Call to find out where and when we're meeting for classes.
 I'm offering private lessons and parties.
 And of course if you want to buy a hoop
508 627-2516 cell
or
508 693-6057

Monday, September 27, 2010

NEW CLASSES STARTING TUESDAY OCT 5TH.

SIGN UP ONLINE
ACEmv.org

you can call me
for more info too.

Tuesday, June 1, 2010

SUMMER CLASSES STARTING JUNE 7TH

There is much more to Hooping than you can guess if you are new to it.
Top on the list is that is a surprisingly efficient and effective full body exercise.
If you scroll around you'll see earlier posts on that subject.
But generating energy - enhancing your life force - the spiral motion that is basic to all life - is available in the hoop.
This is what I like to focus on.  We all have dominant and habitually relied on sides to our body and so, also our mind and brain. I show you how to balance your body, to strengthen the less accessed motions to give you a wider range of physical options. You will feel the subtle way this affects your outlook.

We will do stretches which everyone loves! And power workouts, interval hoop training, Trance hooping (relaxing moves) exercises that give your spine more mobility.....

Sunday, November 15, 2009

Beginner Tips

So while you're hooping move your body. Get loose. Don't allow yourself to hold tension in your upper body. Shake it out. All kinds of ways. Lift up your arms. Circle them around. Twirl your wrists in circles. Doing circles with your hands and arms echoes the circularity of the hoops motion and informs fluidity. Circular motion that inspires those new neuropathways you are initiating and building.

Try spinning suddenly in the hoop. Its called a stall. See how the body grabs the hoop and moves along with it and the hoop seems to suspend. COOL! Do it again and again. That grab is the "flick" or the "swipe" as I call it. That is another way to drive the hoop. You turn your body just enough to grab and move it on its way. You'll notice one of the constants is how we hoopers turn or spin while hooping.
So try to rotate inside the hoop (while hooping). Do it in the same direction as the hoop is going and maybe start in baby steps. Now turn the other way - into or against the hoop motion. Notice the difference.
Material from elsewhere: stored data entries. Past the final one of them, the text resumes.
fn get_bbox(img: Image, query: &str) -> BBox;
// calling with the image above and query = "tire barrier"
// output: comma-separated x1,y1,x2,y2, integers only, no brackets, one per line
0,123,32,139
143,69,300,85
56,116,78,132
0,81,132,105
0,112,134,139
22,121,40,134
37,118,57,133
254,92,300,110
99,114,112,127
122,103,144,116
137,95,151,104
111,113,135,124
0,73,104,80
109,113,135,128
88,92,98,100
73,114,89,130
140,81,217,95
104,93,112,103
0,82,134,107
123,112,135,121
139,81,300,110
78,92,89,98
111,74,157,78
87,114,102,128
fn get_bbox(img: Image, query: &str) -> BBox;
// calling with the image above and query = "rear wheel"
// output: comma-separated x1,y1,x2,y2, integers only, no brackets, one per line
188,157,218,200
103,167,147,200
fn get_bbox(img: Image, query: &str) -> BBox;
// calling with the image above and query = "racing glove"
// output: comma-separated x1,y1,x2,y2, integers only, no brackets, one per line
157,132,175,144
Another drill - get once you get your flow hold your arms out straight to either side. Now slowly rotate your upper torso in the direction the hoop is going. Keep your feet planted and your hips steady and unturning. Turn back to center. Then carefully turn the other way, against the hoop's direction. Do you feel what's happening there?

Whenever you do or feel something surprising see if you can find it again. Try to feel it again dont try to understand it just go for the feeling. If you cant do it now you'll notice it next time it happens. THat's neuroplasticity at work.

Friday, November 13, 2009

New Hooper Practice Tips

I'm trying to add a video here but somethings broken on the editor so until I get that answered I'll add something daily. You can ask questions and I'll put up suggestions and ideas and drills etc.
Happy Hoopin!
Try to feel from where on your body you might be driving the hoop.
There is no right answer here. In the beginning it might feel ambiguous. And it changes. Or it SHOULD change. You should try different driving points. Common point of drive are the stomach, and at the hip on the side where the hoop is first crossing to the front of your body. It changes of course when you change hoop directions - you know, hooping in the "opposite direction". You'll probably find that you are using the opposite hip.
So try to drive or contact or push the hoop from different points around your waist or hips just see what you get.

Often people ask -"WHy is the hoop going around at an angle?"
One hint is - if you are really pushing the hoop from one point on your body, say, your stomach that can be the high point on the hoop. What I mean here is...the hoop can go around your body evenly and parallel to the floor or it can revolve at more of an angle. So the high point in the angle of the revolution can often be the spot you are pushing it from.
If you push push push the hoop at each revolution from your stomach, the hoop tips up at that point. You are actually gradually nudging it along to the angle you want. You can use this technique to bring the hoop up your chest. Or to do the BootyBump.